Today, 150 years ago, my ancestor James L. Denton saw the elephant (at a distance) for the very first time. I suspect he was happy to see it … at a distance, that is.
Denton enlisted in the 5th New York (Duryée’s Zouaves) in August 1862. By that time the regiment had been in the field for over a year, becoming known as a favorite of George B. McClellan. Its uniforms were spectacular, modeled on the Zouave template. Among its claims to fame was its gallant stand at Gaines Mill. In short, for Denton to join such an elite unit might have been akin to signing with the New York Yankees.
On his way south from New York to join the 5th, Denton must have learned of the regiment’s fate at Second Manassas, where it was decimated on August 30, 1862, suffering terrific casualties, including some 120 dead. It was a traumatic experience for those who survived. The regiment would no longer be what it once was, and what happened at Second Manassas must have weighed heavily on the mind of Gouverneur K. Warren, who had started out as the lieutenant colonel of the regiment in May 1861, rising to command the unit later that year before being elevated to brigade command in the spring of 1862. That brigade, composed of the 5th New York and the 10th New York, was the third brigade of the second division of the Army of the Potomac’s Fifth Corps: regular infantry units formed the other two brigades. Now it was a shell of its former self, with the 5th having suffered serious losses …. losses Denton was supposed to help make up.
On September 3, Denton and his fellow recruits joined the 5th, which was at Hall’s Hill, Virginia, recovering from the battle. As regimental historian and veteran Alfred Davenport later put it, “The appearance of the men did not tend to raise their spirits much, as we were all on rags and dirt.” That would not be true of the recruits, of course, and I wonder what everyone made of the encounter. Days later the regiment moved out, crossed the Potomac, and started west to encounter the enemy once more. On the 14th the men encountered none other that General McClellan, who assured them that their comrades were driving the enemy from the gaps along South Mountain; the following day Denton most probably saw his first battlefield dead as his regiment passed through Turner’s Gap, where the bodies of D. H. Hill’s Confederates remained unburied. That afternoon the regiment found itself skirmishing with Confederates near Middle Bridge, along the road to Sharpsburg; there the regiment would spend September 16.
On September 17 Warren’s brigade remained in reserve, shifting southward to support the operations of Ambrose Burnside against the bridge that today bears his name. Hours after the bridge was taken, the brigade moved forward across the bridge, encountering the bodies of members of the 51st New York and 51st Pennsylvania, who had stormed the bridge earlier. They observed another Zouave regiment, the 9th New York … Hawkins’s Zouaves … as they were checked short of Sharpsburg.

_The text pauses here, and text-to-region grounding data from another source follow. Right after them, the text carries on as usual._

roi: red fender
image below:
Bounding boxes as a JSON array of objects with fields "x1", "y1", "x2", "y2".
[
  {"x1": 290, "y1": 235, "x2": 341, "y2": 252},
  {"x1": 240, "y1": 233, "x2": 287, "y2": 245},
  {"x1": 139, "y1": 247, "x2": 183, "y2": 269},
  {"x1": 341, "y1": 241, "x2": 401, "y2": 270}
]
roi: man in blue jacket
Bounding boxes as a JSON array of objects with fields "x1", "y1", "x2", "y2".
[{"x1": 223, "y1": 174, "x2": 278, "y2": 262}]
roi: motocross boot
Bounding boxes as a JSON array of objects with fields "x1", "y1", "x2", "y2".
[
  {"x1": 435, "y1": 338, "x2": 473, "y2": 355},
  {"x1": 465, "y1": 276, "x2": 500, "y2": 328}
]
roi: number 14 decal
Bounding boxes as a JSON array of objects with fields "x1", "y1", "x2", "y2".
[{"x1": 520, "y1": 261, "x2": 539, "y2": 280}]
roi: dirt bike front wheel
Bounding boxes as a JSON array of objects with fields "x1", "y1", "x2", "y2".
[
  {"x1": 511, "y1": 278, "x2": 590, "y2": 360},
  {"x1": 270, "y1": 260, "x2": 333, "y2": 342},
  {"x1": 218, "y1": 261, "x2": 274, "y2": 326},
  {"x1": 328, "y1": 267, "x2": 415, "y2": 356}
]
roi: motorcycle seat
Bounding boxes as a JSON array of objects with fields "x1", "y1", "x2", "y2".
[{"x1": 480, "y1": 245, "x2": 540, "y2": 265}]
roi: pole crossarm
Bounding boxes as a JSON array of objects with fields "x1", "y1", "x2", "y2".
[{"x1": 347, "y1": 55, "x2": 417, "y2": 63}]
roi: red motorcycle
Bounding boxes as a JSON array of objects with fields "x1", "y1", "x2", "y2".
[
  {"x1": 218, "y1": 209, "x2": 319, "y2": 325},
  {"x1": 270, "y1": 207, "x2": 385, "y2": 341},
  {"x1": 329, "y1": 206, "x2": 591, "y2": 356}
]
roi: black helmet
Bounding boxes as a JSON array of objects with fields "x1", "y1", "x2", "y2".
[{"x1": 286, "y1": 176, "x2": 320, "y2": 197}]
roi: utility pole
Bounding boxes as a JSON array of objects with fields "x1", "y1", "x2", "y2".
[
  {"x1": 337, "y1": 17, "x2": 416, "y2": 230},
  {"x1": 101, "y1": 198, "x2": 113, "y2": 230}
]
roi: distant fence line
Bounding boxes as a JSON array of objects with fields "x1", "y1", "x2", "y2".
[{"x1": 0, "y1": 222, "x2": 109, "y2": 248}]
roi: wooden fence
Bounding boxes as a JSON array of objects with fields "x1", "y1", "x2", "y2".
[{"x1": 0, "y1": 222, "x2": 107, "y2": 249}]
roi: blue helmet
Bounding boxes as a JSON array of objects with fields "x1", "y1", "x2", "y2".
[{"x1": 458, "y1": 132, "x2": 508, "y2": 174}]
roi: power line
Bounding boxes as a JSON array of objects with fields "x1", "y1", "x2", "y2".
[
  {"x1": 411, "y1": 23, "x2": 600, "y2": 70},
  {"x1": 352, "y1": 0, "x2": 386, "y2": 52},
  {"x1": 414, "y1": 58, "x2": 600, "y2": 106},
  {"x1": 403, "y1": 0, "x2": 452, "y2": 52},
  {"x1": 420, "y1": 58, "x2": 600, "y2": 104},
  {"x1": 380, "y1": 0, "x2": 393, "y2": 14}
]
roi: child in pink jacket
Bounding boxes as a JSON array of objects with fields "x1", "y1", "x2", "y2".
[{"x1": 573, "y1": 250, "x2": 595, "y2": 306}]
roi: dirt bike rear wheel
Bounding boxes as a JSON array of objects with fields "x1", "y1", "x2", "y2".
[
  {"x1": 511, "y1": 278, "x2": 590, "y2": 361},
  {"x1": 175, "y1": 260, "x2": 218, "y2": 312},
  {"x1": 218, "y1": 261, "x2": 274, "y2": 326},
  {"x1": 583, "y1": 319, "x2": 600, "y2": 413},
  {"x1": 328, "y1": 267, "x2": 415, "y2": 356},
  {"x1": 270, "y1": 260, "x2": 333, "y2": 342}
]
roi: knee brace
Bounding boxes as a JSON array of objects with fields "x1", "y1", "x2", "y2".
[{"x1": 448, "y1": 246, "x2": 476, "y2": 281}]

I have wondered what Denton must have made of his first battle when I walk across the ground upon which he marched … most recently, as you all now know, last June (this should help explain why I did not ford the creek … I was simply following in my ancestor’s footsteps, and the notion that nearly some 150 years later I would be discussing what happened at that bridge strikes me as worth contemplating). One must do a little research to find out where Denton’s regiment was: the location of Warren’s brigade would not be marked on the battlefield proper, unlike other units present at the battle. Indeed, it would not be until I traveled south to Shepherdstown that I would encounter that marker, at the site where Denton and his fellow recruits would fight for the first time.
As if that was not enough, when Mark Grimsley and I led Gettysburg College’s Civil War Institute tour of Antietam last June, I made sure my wife and youngest daughter were present. I didn’t say much about Denton’s experiences (to them or anyone else) that afternoon, but, at our next stop, at the point at which A. P. Hill’s division appeared on the field, I took my wife aside and walked her over to the markers denoting the appearance of the regiment of one of her ancestors, Jordan Snow of the 28th North Carolina, that September afternoon. Indeed, this may have been the day of the war in which our ancestors were in closest proximity on a Civil War battlefield (rivaled, perhaps, by Chancellorsville). You can catch me returning from that mission on the C-SPAN telecast.
Many people will reflect today on the events of September 17, 1862, the bloodiest single day of combat in the American Civil War. I’ll have special reason to think about how it all looked to a young recruit … and to wonder whether, as he looked across the field to see Hawkins’s men checked by Hill’s arrival, he might have caught a glimpse of his future kinfolk.